(06-27-2022 08:45 PM)AssKickingChicken Wrote: Track can count as up to three sports for each gender if you include cross country.
Beach volleyball seems a simple add. You don’t need to award any extra scholarships or hire any new coaches. Bowling certainly doesn’t have the same sex appeal, but I agree it is something you could do on the cheap, assuming you have a bowling alley nearby.
It would take group participation, but men’s volleyball would be a possibility if a bunch needed a new sport.
True, but Title IX doesn’t care about the number of sports a school offers. To remain compliant with Title IX it’s the number of scholarship opportunities offered in proportion to a school’s enrollment % of men and women.
The NCAA also puts a cap on the number of scholarships offered in each sport, so if a school sponsors FBS FB, and has a 60-40 ratio of women to men (a % common to many college and universities), the number of women varsity sports will (by necessity to meet Title IX guidelines) outnumber the number of men’s varsity sports.

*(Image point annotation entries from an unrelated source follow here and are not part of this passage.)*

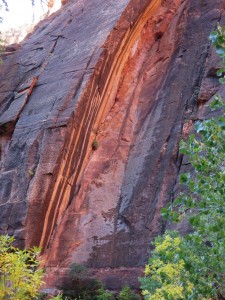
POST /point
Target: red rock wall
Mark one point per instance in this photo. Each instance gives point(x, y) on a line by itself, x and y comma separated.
point(134, 75)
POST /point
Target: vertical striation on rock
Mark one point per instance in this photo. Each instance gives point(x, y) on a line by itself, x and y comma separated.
point(131, 75)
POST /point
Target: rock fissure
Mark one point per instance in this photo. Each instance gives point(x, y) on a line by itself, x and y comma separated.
point(133, 76)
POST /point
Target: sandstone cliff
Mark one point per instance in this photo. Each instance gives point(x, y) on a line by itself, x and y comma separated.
point(131, 75)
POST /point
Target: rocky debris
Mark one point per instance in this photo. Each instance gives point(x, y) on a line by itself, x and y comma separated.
point(132, 76)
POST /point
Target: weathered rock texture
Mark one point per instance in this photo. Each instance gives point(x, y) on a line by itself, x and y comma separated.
point(131, 75)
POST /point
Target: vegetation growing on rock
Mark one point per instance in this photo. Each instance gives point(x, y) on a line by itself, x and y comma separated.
point(192, 267)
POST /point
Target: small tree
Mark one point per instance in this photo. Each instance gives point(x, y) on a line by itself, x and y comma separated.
point(20, 277)
point(193, 267)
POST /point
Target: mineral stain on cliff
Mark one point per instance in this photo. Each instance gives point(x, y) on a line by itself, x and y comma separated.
point(131, 75)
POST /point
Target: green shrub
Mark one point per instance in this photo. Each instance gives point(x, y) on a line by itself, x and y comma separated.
point(193, 267)
point(20, 274)
point(127, 294)
point(102, 294)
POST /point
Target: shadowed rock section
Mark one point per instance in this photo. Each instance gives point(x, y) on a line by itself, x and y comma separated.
point(132, 75)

At present the minimum number of men’s sports to qualify as a D1 NCAA program is 6.
To meet Title IX guidelines, JMU (where the men to women ratio favors women 60-40%) JMU offers just the minimum of 6 mens varsity teams. Track & Field, Cross Country, and Swimming & Diving are supported for women only. It’s also why JMU sponsors Field Hockey and a women’s LAX team, but no men’s LAX.
It all boils down to equal, sponsored opportunities for men and women, based on each institution’s unique enrollment profile. So long as a school offers 85 scholarships for men in football a school will most likely have several more varsity teams for women.